Но чаще всего взрывалось в памяти его трехногое детище АУП. Тогда, закончив сев пшеницы на поляне, он вырыл с корнями и отставил в сторону два куста шиповника. За ними образовалась уютная клеть с колючими стенами. Он закатил туда агрегат, забросал его ветками. И посевная машинка облегченно успокоилась. Она стояла в кустовом загоне, умиротворенно растопырившись на трех лапах, прикрытая зеленым одеяльцем. Взблескивала из-под листвы сияющим серебром полированного сошника, хулигански норовя пустить светового зайца в глаз хозяину. Прохоров посадил кусты на место, полил их.
Попытался разглядеть за ними трехногую железину – глаз натыкался лишь на колючий перехлест ветвей.
Он выныривал из обморока-сна почти каждый час, с черной, липкой маятой в душе. Внезапно пришла, как кипятком обварила, вонюче-наглая непреложность бытия: это что ж, Никита, выходит, профукал ты и главное дело в жизни, и саму жизнь какой-то паскудной вороне, коя обучена урожай с поля до колоска схарчить, блатняцкий стих запузырить и сбацать на лету «цыганочку»?! Тьфу, сволочь поганая, будь ты проклята… у кого крыша поехала, у Орловой или у него самого?
В глаза, в уши лезла между тем чугунно-скотовозная реальность: стоны, мат, храп, вонь пота и мочи от спрессованной мужской плоти.
На одном из полустанков, куда загнали их состав, сквозь отшлифованную спинами дощатую стену просочился издалека медный размеренный голос из станционного репродуктора:
Центральный Исполнительный Комитет Союза ССР, рассмотрев представление Совета Народных Комиссаров Союза ССР о награждении орденами наиболее отличившихся работников, инженеров и руководителей Беломорстроя, постановляет:
наградить орденом Ленина:
Ягоду Генриха Григорьевича – зам. Председателя ОГПУ СССР,
Когана Лазаря Иосифовича – начальника Беломорстроя,
Бермана Матвея Давидовича – начальника Главного Управления исправительно-трудовыми лагерями ОГПУ,
Фирина Семена Григорьевича – начальника Беломорстроя…
Прослушав и разлепив спекшиеся губы, сипло и безадресно отметил Прохоров в спертую мглу вагона:
– Те же субчики. Одна псарня, м-мать иху…

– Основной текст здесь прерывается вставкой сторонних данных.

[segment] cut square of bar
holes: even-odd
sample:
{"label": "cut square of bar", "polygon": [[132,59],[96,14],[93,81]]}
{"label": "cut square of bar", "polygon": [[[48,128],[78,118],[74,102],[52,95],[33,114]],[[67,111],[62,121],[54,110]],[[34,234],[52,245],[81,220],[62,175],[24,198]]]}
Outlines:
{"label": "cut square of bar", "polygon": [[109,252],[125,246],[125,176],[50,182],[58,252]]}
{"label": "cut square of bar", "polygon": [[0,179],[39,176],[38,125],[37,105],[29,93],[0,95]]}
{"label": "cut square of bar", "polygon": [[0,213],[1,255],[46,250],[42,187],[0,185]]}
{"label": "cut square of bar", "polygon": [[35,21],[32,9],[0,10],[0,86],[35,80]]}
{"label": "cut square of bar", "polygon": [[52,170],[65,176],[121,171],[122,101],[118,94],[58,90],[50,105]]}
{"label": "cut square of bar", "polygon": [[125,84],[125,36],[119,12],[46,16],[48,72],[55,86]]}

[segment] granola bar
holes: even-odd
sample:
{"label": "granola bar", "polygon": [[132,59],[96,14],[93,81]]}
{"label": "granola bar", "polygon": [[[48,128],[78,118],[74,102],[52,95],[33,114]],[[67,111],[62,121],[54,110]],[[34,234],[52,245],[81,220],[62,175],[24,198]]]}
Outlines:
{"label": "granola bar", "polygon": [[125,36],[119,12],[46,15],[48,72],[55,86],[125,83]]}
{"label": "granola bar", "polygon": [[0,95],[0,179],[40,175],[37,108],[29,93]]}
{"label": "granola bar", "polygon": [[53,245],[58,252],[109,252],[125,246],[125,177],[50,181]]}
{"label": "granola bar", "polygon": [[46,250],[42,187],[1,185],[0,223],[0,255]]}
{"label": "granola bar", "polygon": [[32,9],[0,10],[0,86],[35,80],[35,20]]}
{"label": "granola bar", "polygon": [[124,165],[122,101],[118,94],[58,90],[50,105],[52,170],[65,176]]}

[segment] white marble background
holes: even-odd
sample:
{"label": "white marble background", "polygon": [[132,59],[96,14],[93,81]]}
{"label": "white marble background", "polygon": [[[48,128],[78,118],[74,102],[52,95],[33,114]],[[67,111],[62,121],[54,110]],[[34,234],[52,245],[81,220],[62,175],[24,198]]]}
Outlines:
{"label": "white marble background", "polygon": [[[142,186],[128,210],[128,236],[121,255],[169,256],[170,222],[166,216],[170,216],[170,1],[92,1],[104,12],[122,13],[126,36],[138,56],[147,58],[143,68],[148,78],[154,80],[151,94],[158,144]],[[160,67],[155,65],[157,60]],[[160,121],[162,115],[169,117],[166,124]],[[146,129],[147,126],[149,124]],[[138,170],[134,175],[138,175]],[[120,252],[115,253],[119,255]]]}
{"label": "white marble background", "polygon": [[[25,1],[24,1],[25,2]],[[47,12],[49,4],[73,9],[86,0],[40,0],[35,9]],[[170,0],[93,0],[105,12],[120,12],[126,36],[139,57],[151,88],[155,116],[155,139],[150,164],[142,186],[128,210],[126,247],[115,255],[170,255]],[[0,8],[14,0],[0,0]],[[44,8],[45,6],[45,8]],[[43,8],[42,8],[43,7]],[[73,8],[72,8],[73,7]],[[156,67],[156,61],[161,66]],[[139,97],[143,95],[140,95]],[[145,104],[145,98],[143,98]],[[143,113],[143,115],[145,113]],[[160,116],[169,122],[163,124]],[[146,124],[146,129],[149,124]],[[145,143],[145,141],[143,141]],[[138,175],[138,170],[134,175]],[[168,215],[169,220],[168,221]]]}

Приткнувшийся рядом и потерявший дар речи со вчерашнего дня Гордон приподнял всклоченную голову, спросил:
– Ты… про кого?
– Кто нас расказачивал, друг на друга науськивал?
Гордон зыркнул по сторонам. Все стороны тонули в кромешной тьме, однако голоса своего он все же больше не подал.
– Не боись, начальник, – ухмыльнулся Прохоров, – сторожевые псы с баранами в одном купе не ездят.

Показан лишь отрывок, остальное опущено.